简体   繁体   English

使用 PySpark 根据年龄生成子样本

[英]Generate subsample based on age using PySpark

I wanted to collect sample based on age with a condition on the Failure status.我想根据年龄收集样本,条件是失败状态。 I am interested in 3 days old serial number.我对 3 天前的序列号感兴趣。 However, I don't need healthy serial number that is less than 3 days old, but I want to include all failed serial numbers that are less than 3 days old or exactly 3 days old.但是,我不需要少于 3 天的健康序列号,但我想包括所有少于 3 天或刚好 3 天的失败序列号。 For example, C failed in January 3rd, so I need to include January 1st and 2nd for Serial C in my new sample.例如,C 在 1 月 3 日失败,因此我需要在我的新样本中包括序列号 C 的 1 月 1 日和 2 日。 Serial D failed in January 4th, so I need January 3rd, 2nd, and 1st data for D. For A and B, I need 5th, 4th, and 3rd January data that is total 3 days.系列 D 在 1 月 4 日失败,所以我需要 D 的 1 月 3 日、2 日和 1 日的数据。

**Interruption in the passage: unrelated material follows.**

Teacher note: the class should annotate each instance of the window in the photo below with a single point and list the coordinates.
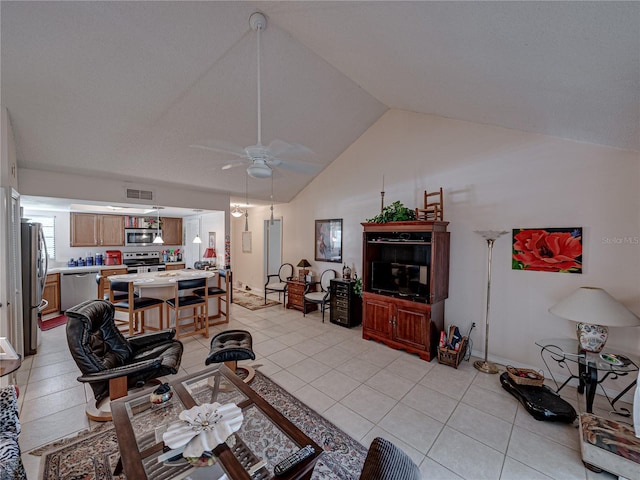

对于 A 和 B,我需要 1 月 5 日、4 日和 3 日的数据,总共 3 天。 I don't E and F as they are younger than 3 days healthy observations.我没有 E 和 F,因为它们还不到 3 天的健康观察结果。 In summary, I need failed samples with 3 days before the actual failure and recent most recent 3 days of healthy observations.总之,我需要实际失败前 3 天的失败样本和最近 3 天的健康观察结果。

url="https://gist.githubusercontent.com/JishanAhmed2019/6625009b71ade22493c256e77e1fdaf3/raw/8b51625b76a06f7d5c76b81a116ded8f9f790820/FailureSample.csv"
from pyspark import SparkFiles
spark.sparkContext.addFile(url)
df=spark.read.csv(SparkFiles.get("FailureSample.csv"), header=True,sep='\t')

Current format:当前格式:

在此处输入图像描述

Expected sample:预期样本:

在此处输入图像描述

For me description is a bit tricky and i am not sure if i understood it correctly对我来说,描述有点棘手,我不确定我是否理解正确

I tried to do it with window functions and i was able to get similar results but i am not sure if this code is good enough我试着用 window 函数来做,我得到了类似的结果,但我不确定这段代码是否足够好

import pyspark.sql.functions as F
from pyspark.sql import Window

spark.conf.set("spark.sql.legacy.timeParserPolicy", "LEGACY")

inputDf = spark.read.csv(
    "dbfs:/FileStore/shared_uploads/****.com/Observations_stackoverflow.txt",
    header=True,
    sep="\t",
).withColumn("date", F.to_date("date", "MM/dd/yyyy"))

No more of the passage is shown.